All of this can leave little to no room to consider healthy eating habits especially when fast food and 2-minute noodles offer such convenience and a lot of the times, the cheapest options available.
Here is a student’s guide to making better choices that don't have to break the bank:
“Life isn’t cheap”. I’m sure we have all heard this from our parents or grandparents at some point and guess what? They're right. To make it easier on yourself, learn a few budgeting skills.

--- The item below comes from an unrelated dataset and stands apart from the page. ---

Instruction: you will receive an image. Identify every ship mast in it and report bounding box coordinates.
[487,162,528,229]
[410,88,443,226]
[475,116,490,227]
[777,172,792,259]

UsNews Money says the best way to stick to a budget is to write everything down. They advise that you "list monthly income sources, including savings, wages and parental allowances, and then write down estimated expenses for the month.” This way you can keep on top of your expenses.
Buy in bulk
There is nothing more satisfying than receiving your money’s worth when you buy something. And contrary to popular belief, the more you buy, the more you save .
Invest in starches like rice and pasta because they do not spoil. Community Table says it's best to watch out for sales and deals - if grains are on sale, buy as much as you can afford to stock.
Eat seasonal fruits & veggies
Community Table mentions how fruits and vegetables sold out of season tend to be a bit more expensive than others. Remember to buy root vegetables in the winter like squash and apples in autumn, and berries and broccoli in the summertime.
Prepare your own food
Let’s face it, eating out is expensive. Life as a student is hectic enough, so prepping your meals in advance saves you both time and money.
Stayhealthy-stayhappy says a trick to saving money and eating healthy is to avoid buying frozen meals all together. Rather make your meals in one go and then freeze them to consume later.
A cardinal rule to healthy living is drinking water.
Nameya Jacobs, a Print & Digital Media student at CityVarsity says, “I add lemon to my water, partly because it helps the liver and kidneys to detoxify the body, and partly because it makes drinking water more bearable. It might take you a while to get used to the taste, but trust me, once you do, you're going to add lemon to everything.”
Ditch the diet
The biggest misconception about eating healthy is that constant dieting is a necessity. There is nothing wrong with having the occasional chocolate bar, as long as you don’t overdo it.
Dietician Lize Stander from Cape Town says dieting causes us to feel deprived, leading to overindulgence (more food, more money spent) and finally to a lower self-esteem due to the inability to stick to unrealistic diet plans.
She says rather “focus on choosing unprocessed/whole, nutritious foods, eating mindfully and responding appropriately to hunger and satiety cues.”